W tym badaniu, jeśli komórki głodują z powodu ograniczenia składników odżywczych lub przerostu, wykażą nadmiar wakuoli i zmniejszony rozmiar komórek. Komórki logarytmiczne wykazują aktywną replikację DNA i podział komórki, a także panjądrową ekspresję Tos4-GFP i separację ognisk Sad1-DsRed. Brak krycia, jak to ma miejsce, gdy komórki nie są wystarczająco pozbawione azotu, uniemożliwi im wejście w mejozę.

Pokazano parę komórek rozszczepialnych ulegających kariogamii.
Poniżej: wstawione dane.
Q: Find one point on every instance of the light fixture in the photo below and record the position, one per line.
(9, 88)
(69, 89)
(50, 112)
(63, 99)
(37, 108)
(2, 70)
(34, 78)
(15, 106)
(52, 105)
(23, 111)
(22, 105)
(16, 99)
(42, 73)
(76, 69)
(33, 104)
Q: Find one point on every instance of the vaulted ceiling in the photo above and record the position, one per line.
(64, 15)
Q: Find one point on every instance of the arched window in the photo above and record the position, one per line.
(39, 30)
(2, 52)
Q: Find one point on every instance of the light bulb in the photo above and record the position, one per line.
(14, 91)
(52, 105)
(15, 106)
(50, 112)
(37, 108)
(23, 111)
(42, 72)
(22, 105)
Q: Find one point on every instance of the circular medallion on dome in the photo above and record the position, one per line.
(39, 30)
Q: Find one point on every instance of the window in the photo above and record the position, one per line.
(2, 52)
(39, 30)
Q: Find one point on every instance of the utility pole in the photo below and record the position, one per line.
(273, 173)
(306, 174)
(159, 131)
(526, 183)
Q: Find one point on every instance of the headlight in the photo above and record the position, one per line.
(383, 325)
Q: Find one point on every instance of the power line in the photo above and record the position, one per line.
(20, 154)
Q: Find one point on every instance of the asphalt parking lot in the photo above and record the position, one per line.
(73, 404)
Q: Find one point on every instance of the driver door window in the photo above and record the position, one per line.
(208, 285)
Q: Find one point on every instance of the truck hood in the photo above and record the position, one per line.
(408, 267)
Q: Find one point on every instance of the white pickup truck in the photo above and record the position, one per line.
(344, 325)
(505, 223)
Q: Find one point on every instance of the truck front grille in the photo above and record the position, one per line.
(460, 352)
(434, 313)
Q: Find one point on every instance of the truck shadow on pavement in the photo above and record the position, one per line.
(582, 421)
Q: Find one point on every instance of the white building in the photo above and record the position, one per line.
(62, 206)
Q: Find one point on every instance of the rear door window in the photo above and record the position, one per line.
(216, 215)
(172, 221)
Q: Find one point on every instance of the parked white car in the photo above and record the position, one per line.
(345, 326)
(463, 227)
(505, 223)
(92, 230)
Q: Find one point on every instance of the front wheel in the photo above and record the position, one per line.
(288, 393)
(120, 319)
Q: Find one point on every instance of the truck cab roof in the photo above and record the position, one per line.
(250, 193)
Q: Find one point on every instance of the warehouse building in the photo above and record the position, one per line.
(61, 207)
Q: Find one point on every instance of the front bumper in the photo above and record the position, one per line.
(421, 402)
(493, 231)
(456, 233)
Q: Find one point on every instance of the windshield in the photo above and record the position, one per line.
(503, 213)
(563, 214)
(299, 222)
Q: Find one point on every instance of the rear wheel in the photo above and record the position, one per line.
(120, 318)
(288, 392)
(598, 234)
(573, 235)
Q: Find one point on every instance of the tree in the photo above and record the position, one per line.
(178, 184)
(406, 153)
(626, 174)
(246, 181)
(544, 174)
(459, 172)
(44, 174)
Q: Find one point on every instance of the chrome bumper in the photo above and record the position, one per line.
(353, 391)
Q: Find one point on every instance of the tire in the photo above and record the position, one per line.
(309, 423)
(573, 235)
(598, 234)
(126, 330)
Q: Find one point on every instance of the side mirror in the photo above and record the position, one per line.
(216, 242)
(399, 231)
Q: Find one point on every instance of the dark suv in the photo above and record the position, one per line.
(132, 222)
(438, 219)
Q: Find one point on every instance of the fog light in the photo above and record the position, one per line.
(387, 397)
Solidna flokulacja zawiesiny komórek współpracujących zwiększa interakcję między komórkami, a tym samym wskazuje na udane kojarzenie i wydajną indukcję mejotyczną. Pęcherzykowe worki mogą przybierać różne formy, w tym kształty komórek zygzakowatych i bananowych.
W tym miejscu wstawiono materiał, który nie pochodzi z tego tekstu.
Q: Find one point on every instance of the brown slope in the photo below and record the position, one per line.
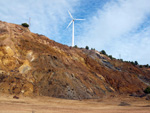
(32, 64)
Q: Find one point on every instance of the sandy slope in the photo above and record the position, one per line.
(54, 105)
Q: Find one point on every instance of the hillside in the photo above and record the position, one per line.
(32, 64)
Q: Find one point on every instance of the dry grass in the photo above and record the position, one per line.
(55, 105)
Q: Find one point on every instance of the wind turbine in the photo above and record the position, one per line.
(72, 22)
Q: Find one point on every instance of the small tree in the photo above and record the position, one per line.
(147, 90)
(87, 47)
(25, 25)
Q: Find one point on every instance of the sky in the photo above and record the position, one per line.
(120, 27)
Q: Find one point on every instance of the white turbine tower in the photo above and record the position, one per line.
(72, 22)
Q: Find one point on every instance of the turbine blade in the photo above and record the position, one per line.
(70, 14)
(79, 19)
(69, 24)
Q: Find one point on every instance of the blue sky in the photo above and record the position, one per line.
(120, 27)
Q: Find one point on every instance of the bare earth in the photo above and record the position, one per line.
(55, 105)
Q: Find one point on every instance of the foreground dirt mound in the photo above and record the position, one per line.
(32, 64)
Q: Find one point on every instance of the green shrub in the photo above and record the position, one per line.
(136, 63)
(103, 52)
(92, 48)
(87, 47)
(25, 25)
(147, 90)
(110, 56)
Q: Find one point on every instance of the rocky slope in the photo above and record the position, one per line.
(32, 64)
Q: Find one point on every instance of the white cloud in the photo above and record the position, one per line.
(116, 26)
(47, 16)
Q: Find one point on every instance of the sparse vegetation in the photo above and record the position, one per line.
(147, 90)
(103, 52)
(110, 56)
(136, 63)
(87, 47)
(25, 25)
(75, 46)
(92, 48)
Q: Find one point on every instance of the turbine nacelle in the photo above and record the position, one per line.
(72, 21)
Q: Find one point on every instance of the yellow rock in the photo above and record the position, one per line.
(9, 51)
(25, 67)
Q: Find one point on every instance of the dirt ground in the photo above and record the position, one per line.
(54, 105)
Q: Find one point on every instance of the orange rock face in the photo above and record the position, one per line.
(32, 64)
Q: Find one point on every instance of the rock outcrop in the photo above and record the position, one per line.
(32, 64)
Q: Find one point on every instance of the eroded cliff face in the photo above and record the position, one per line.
(32, 64)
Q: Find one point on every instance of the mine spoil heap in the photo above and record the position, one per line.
(32, 64)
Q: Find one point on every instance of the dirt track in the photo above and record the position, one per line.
(54, 105)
W mitozie, gdy komórki przechodzą z metafazy do telofazy, pierwsza zmiana polega na skurczeniu się wielkości jądra w metafazie, podczas gdy druga pokazuje pękanie jądra podczas anafazy. Oprócz tego, że dzielą pewną dynamikę segregacji z komórkami mitotycznymi, komórki mejotyczne wykazują oscylacje jądrowe podczas rekombinacji homologicznej i dalszej redukcji nukleozydów pod koniec anafazy, II.It jest obowiązkiem naukowców za zapewnienie, że parametry eksperymentu mogą być odtwarzane w różnych eksperymentach i że zebrane dane nadają się do dalszej analizy. Obrazowanie żywych komórek pozwoliło badaczom na dokładne zbadanie mechaniki podziału jądra w mitozie i mejjozie.

Wraz z poprawą właściwości znaczników fluorescencyjnych i możliwości mikroskopu, liczba i rodzaj procesów, które możemy zaobserwować, będzie się zwiększać.